Hacker News new | ask | show | jobs
by jabl 1719 days ago
> OpenBLAS is incompatible with application threads. Most Linux distributions provide a multi-threaded OpenBLAS that burns in a fire if you use it in multi-threaded applications.

Can you explain what you mean by this? Are you saying there's a correctness issue here? I only recall running into issues with MPI, where you (typically) run one MPI rank (process) per CPU core. Then if you combine that with a multi-threaded BLAS library you'll suddenly have N^2 BLAS threads fighting over the CPU's and performance goes down the drain. The solution to this is, like you say, to use a single-threaded OpenBLAS, or then the OpenMP OpenBLAS and set OMP_NUM_THREADS=1

I guess with threads you'll have the same issue if you launch N cpu-bound threads and all those call BLAS, resulting in the same N^2 issue as you see with MPI.

1 comments

Can you explain what you mean by this?

There is a nice description of this:

https://github.com/xianyi/OpenBLAS/issues/2543

At a previous employer, we have seen various issues, including crashes, non-determinisms, etc. Usually, these issues would go away when switching to MKL.

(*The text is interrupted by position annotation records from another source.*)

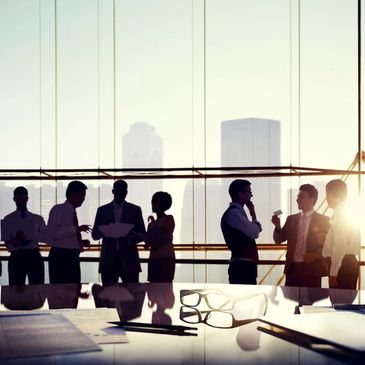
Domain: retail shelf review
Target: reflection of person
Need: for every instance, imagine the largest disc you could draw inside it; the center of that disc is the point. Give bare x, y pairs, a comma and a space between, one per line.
25, 258
23, 297
161, 263
127, 298
64, 235
342, 243
119, 256
304, 233
240, 234
65, 295
162, 296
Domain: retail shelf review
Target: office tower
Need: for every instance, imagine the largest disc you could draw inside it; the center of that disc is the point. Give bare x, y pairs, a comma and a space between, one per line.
142, 148
252, 142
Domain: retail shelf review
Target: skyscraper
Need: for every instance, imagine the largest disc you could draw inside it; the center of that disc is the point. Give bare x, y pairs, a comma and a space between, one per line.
142, 148
251, 142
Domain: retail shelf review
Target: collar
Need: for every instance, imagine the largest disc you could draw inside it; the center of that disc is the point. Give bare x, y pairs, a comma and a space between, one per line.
118, 205
234, 204
308, 214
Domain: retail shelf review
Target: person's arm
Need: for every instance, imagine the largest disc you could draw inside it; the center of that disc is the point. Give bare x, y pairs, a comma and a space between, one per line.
339, 244
138, 233
41, 236
280, 233
96, 233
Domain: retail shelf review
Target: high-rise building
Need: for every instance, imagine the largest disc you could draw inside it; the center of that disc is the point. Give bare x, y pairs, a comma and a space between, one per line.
142, 148
250, 142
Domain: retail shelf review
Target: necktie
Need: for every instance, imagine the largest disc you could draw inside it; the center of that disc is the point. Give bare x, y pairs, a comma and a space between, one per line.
78, 233
117, 213
301, 235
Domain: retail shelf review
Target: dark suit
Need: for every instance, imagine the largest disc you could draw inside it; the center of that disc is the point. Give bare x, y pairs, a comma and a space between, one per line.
304, 274
119, 257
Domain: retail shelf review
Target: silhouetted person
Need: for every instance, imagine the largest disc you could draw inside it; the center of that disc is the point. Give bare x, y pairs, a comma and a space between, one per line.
240, 234
119, 256
64, 235
25, 258
304, 233
161, 263
160, 297
343, 241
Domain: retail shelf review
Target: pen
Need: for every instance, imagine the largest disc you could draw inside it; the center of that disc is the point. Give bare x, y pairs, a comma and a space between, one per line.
153, 325
349, 306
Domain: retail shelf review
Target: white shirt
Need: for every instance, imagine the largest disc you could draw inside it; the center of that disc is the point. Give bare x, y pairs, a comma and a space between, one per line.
342, 239
39, 228
61, 229
300, 247
237, 218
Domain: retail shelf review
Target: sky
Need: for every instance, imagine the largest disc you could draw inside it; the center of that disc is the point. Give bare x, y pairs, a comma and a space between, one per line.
71, 88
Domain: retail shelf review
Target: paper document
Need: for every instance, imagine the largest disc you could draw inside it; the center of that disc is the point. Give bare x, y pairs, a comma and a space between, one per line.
9, 228
94, 323
116, 230
23, 335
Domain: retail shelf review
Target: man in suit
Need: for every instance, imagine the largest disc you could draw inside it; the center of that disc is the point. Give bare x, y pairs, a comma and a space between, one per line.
119, 256
64, 236
343, 242
240, 233
304, 233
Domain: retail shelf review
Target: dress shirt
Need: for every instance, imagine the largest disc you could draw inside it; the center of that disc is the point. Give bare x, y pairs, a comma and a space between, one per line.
342, 239
237, 218
39, 228
61, 229
300, 247
117, 211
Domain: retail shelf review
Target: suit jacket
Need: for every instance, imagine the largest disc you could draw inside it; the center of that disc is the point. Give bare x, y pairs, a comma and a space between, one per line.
125, 248
319, 224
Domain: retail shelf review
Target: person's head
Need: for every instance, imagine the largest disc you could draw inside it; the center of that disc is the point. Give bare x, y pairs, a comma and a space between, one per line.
240, 191
336, 192
307, 197
20, 197
161, 201
120, 190
76, 192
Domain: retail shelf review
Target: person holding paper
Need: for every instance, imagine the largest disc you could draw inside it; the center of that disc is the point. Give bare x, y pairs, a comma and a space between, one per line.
24, 230
161, 263
64, 235
343, 241
119, 257
240, 233
304, 233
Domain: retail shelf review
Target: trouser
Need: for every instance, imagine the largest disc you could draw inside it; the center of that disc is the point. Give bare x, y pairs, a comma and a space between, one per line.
242, 272
298, 275
64, 265
26, 262
349, 272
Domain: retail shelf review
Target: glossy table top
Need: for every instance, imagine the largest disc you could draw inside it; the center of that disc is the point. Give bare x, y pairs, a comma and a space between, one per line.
223, 317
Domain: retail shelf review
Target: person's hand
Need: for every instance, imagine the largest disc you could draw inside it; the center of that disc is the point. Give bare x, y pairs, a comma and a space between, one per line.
332, 281
275, 220
84, 228
309, 257
321, 238
85, 243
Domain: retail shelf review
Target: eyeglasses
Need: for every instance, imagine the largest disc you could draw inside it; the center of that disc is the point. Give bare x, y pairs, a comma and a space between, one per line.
214, 298
213, 318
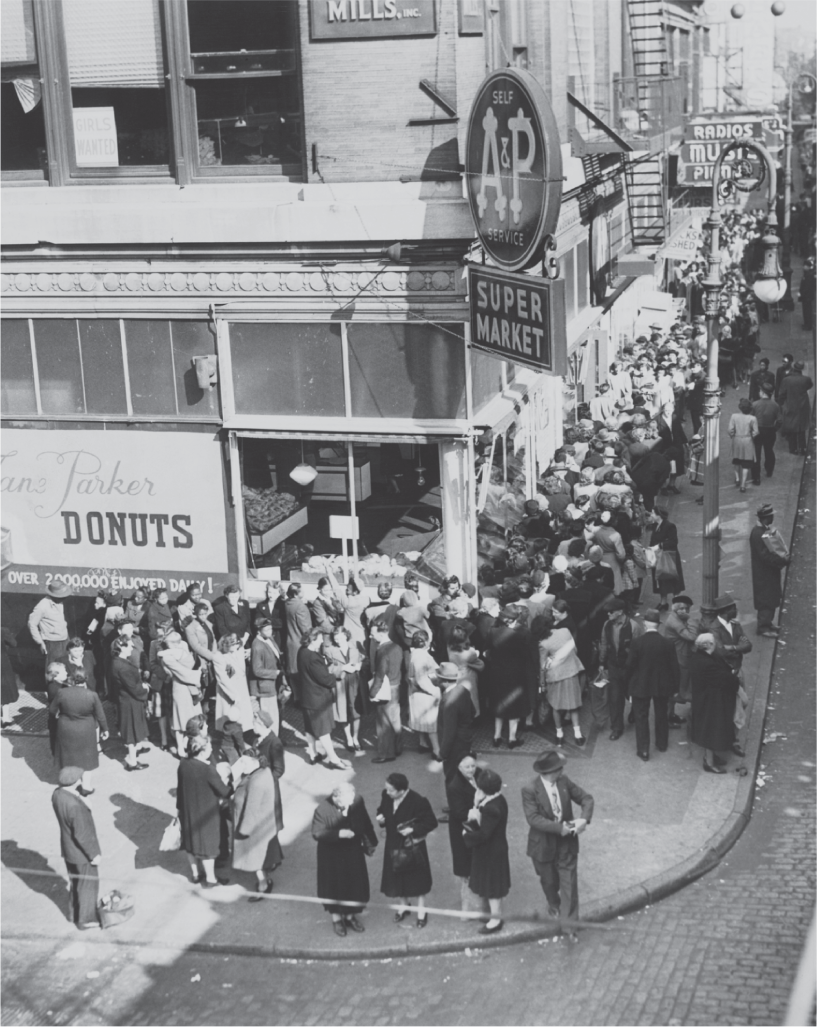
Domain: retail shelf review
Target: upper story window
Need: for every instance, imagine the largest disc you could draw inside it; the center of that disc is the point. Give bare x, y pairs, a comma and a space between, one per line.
150, 88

One of the more painful issues is hanging (lockup) at full CPU usage. At my workplace, initially we introduced a timeout to workaround the hang while trying to determine the cause of the hang. It happened within multithread R code. Various build flags for OpenBLAS have been tried to no avail. Setting OPENBLAS_NUM_THREADS=1 surely makes the problem go away, at the expense of performance.

That R code has since been ported to Python, but we faced the same issue again when using ThreadPoolExecutor, so we had to change it into ProcessPoolExecutor instead.